Que penserait-on d’un homme que l’horreur entière du mensonge obligerait à dire toujours la vérité ? Il finirait en cour d’assises, sous l’accusation de calomniateur et perturbateur de la paix publique. Que pourrait-on attendre d’une femme qui ne serait point un peu coquette ? D’un causeur qui se défendrait d’être médisant ? D’un savant qui n’aurait pas de curiosité ? D’un amphitryon qui ne serait pas lui-même adonné à la gourmandise ? D’un homme d’esprit qui ne saurait pas être bête quand il faut ? Ils tourneraient tous bientôt à la misanthropie la plus hypoconde et seraient à fuir, comme Alceste, dont c’est l’erreur d’être à ce point intransigeant sur la vertu.
Philinte n’est pas moins honnête ; mais il sait mieux user des hommes et ne déteste rien tant que l’excès. C’est pour lui que nous avons entrepris cette petite collection d’éloges des défauts commodes, utiles, nécessaires, qui s’appellent la Médisance, la Gourmandise, la Frivolité, le Mensonge, la Coquetterie, etc…

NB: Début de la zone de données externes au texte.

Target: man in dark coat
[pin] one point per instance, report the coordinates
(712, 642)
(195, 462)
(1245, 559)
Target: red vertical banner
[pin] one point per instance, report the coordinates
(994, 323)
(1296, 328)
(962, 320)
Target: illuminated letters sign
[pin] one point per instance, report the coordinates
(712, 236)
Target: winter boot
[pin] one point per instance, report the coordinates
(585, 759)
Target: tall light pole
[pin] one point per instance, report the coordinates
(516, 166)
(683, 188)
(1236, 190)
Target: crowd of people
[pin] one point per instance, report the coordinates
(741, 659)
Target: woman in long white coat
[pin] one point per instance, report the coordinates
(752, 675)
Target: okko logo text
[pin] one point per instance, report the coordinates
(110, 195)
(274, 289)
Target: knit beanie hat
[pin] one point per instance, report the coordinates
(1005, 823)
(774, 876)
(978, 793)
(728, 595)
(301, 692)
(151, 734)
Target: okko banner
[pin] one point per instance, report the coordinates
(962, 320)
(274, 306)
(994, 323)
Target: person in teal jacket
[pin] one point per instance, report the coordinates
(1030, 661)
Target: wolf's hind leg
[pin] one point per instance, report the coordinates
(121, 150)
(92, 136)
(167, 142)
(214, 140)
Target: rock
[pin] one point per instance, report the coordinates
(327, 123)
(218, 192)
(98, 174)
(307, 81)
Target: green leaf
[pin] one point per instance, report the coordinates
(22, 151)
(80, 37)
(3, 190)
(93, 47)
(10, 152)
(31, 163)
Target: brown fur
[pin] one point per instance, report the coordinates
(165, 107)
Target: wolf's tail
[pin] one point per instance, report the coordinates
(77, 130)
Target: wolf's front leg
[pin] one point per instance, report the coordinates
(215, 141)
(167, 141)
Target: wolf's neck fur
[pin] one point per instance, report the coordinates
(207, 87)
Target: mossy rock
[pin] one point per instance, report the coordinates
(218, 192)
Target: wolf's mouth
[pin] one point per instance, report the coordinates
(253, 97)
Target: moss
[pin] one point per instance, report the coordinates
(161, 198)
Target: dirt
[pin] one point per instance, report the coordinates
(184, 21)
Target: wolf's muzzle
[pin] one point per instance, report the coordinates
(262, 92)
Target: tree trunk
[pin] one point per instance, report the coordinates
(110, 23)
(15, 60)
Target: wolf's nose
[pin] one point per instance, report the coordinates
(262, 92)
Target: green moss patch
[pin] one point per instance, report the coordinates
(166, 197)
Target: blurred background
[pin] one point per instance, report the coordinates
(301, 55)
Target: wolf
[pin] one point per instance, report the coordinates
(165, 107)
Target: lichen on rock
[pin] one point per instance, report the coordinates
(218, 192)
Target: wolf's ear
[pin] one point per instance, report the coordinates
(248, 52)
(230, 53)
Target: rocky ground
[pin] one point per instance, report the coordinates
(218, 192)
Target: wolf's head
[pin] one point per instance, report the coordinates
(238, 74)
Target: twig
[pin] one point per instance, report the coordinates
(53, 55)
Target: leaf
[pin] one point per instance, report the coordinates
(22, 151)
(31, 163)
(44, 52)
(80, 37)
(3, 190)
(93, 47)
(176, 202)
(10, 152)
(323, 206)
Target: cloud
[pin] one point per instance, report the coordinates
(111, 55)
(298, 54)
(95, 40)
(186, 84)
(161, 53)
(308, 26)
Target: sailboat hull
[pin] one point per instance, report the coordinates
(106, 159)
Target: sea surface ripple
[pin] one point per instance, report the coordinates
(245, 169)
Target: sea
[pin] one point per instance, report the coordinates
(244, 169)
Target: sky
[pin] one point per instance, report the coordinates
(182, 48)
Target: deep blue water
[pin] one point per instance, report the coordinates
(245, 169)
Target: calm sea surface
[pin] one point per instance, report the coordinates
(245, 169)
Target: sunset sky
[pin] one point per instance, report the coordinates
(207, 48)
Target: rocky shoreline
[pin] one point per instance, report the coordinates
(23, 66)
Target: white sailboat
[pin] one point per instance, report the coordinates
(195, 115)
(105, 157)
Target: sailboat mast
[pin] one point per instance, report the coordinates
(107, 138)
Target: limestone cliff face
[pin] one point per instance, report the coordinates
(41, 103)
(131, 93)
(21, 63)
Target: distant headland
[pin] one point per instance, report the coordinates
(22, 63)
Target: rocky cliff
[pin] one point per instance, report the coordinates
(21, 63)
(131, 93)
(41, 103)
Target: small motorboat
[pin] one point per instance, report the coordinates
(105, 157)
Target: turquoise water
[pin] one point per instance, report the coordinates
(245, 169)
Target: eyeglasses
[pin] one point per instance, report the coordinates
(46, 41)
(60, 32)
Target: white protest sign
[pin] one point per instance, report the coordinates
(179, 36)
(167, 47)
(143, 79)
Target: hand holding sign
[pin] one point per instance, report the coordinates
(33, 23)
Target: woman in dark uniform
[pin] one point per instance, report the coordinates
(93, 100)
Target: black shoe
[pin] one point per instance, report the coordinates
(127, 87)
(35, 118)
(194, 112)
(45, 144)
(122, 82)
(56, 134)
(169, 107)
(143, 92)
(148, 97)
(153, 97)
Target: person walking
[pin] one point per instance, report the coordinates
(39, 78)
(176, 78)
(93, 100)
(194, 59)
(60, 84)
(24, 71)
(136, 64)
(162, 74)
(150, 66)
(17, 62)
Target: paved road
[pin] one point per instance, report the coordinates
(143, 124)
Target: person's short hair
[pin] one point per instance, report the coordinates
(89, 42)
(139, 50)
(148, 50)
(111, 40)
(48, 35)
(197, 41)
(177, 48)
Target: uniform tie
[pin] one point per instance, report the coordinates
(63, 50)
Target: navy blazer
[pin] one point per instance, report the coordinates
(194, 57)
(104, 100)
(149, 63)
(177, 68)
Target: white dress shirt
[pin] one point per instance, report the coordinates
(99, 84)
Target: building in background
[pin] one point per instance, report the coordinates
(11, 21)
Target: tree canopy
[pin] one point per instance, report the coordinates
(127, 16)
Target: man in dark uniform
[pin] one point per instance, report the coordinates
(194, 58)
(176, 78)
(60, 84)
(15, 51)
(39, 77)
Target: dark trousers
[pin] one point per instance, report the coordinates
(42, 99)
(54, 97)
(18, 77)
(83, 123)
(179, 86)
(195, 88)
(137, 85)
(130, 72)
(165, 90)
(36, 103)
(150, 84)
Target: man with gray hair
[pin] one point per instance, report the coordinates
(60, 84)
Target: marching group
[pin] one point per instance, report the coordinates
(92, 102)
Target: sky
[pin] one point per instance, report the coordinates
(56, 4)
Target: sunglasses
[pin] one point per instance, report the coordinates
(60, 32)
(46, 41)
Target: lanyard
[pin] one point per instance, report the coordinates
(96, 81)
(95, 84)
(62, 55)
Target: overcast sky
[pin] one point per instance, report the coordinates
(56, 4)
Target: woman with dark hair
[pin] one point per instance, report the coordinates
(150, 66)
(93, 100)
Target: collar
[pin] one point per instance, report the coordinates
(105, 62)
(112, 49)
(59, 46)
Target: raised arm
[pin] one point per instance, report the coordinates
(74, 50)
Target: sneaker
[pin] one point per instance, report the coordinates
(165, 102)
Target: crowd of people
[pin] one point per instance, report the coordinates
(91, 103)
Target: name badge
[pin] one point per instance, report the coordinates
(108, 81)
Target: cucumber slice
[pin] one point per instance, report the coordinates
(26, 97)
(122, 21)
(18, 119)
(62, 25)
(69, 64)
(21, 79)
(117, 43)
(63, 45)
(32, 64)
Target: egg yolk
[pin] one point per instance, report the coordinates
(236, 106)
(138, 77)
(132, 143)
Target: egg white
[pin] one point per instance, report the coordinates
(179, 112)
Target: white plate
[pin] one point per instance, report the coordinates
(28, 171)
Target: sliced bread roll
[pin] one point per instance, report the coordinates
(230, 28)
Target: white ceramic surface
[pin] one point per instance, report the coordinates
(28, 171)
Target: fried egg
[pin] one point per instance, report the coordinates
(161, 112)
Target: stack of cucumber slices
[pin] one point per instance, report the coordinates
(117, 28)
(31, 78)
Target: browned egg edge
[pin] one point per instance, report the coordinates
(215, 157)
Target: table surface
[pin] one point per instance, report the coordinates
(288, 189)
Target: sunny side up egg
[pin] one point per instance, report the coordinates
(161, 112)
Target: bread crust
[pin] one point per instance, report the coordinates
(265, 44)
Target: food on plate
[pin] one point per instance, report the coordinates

Sous le voile transparent de l’ironie, la morale la plus difficile y trouvera son compte et sera très exactement servie. Mais, pour une fois, avec gaieté, ce dont nul ne pourra se plaindre.
LES ÉDITEURS.
ÉLOGE DE LA PARESSE
Imaginez un château.
Un château vous plaira. Et non pas une vaste fabrique rétablie à grand frais, comme un musée, mais une demeure.
La grosse tour de l’ouest est du XIIIe. La légende veut, comme toujours, que ses fondations remontent jusqu’aux Romains. La tour du levant est du XVe, avec une porte si basse qu’il faut se baisser, curieux vestige d’un âge antérieur. Entre elles, tout le corps de logis est d’une Renaissance retouchée. La petite aile droite a double visage : Empire et Louis XVI.
Il est certain qu’une telle bigarrure serait laide dans un objet récent. Il n’est pas moins sûr que le château de B… est délicieux. Après tout, vous comprenez pourquoi. Chacun a subordonné ce qu’il apportait selon le goût nouveau à ce qu’il laissait par besoin ou par respect. Une sorte d’unité est venue de l’usage et de la succession. Le ciel angevin, pour finir, a doucement mûri ce fruit de greffe. Il vous est arrivé de découvrir au fond d’une belle allée donnant sur la route une de ces maisons qui vous troublait soudain comme une femme. Et vous souhaitiez d’y vivre.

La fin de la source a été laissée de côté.